HRW: ‘Israel’ is guilty of the crimes of apartheid and persecution

Occupied Palestine (QNN)- Human Rights Watch on Tuesday said that ‘Israel’ is guilty of the international crimes of apartheid and persecution because of discriminatory policies toward native Palestinians in the 1948-occupied and in 1967-occupied territories.
The leading human rights group issued a 213-page report, in which it joined a growing number of commentators and rights groups who view the conflict not primarily as a land dispute but as a single occupation regime in which native Palestinians — who make up roughly half the population of the 1948-occupied territories, the West Bank and Gaza — are systematically denied basic rights granted to zionist colonizers.
‘Israel’ has been claiming that native Palestinians in the 1948-occupied territories enjoy full civil rights. It views Gaza, from which it withdrew soldiers and settlers in 2005 under the fire of the Palestinian resistance, as a hostile entity ruled by the Islamic resistance group Hamas, and it considers the West Bank to be disputed territory subject to peace negotiations — which collapsed more than a decade ago.
Human Rights Watch focused its report on the definitions of apartheid and persecution used by the International Criminal Court, which launched a probe into possible Israeli war crimes last month.
Citing public statements by Israeli leaders and official policies, HRW said that ‘Israel’ has “demonstrated an intent to maintain the domination of Jewish Israelis over Palestinians” in the 1948-occupied territories, the West Bank and Gaza, coupled with “systematic oppression” and “inhumane acts.”
“When these three elements occur together, they amount to the crime of apartheid,” it said.

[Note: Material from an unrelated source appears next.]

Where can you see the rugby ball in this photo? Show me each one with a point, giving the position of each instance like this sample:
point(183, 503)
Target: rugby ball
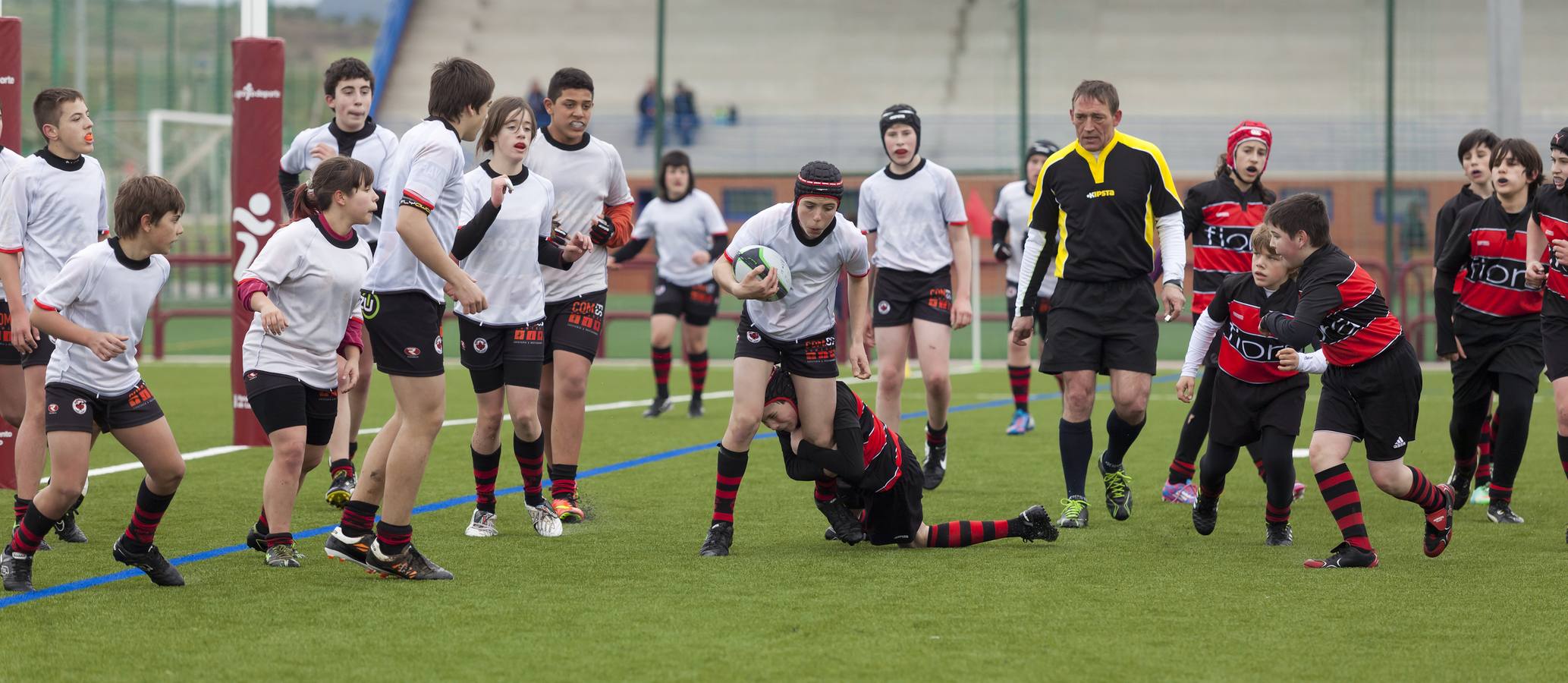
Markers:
point(764, 257)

The group also cited “grave abuses” in the occupied territories, including land confiscation, the systematic denial of building permits, home demolitions and “sweeping, decades-long restrictions on freedom of movement and basic human rights”, proving the charge of persecution.
It cites a range of policies that aimed at ensuring a zionist majority in 1948-occupied territories and lands it intends to keep, while largely confining Palestinians to scattered enclaves under overarching Israeli control, with policies that encourage native Palestinians to leave.

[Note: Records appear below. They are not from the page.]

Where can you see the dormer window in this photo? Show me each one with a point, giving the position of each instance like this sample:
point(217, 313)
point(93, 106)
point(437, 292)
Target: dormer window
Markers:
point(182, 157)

Human Rights Watch said Israeli authorities “systematically discriminate against Palestinians”. This was most extreme in the occupied territories, it said, including the West Bank, which ‘Israel’ captured in the six-day war in 1967. Several hundred thousand Israeli settlers now live there as citizens while about 2.7 million Palestinians are not and live under military rule.
Human Rights Watch’s executive director, Kenneth Roth, said this was not simply “an abusive occupation”. “These policies, which grant Jewish Israelis the same rights and privileges wherever they live and discriminate against Palestinians to varying degrees wherever they live, reflect a policy to privilege one people at the expense of another,” Roth said.
Last year the same rights group found that abuses by the Myanmar government against Rohingya Muslims also amounted to the crimes of apartheid and persecution.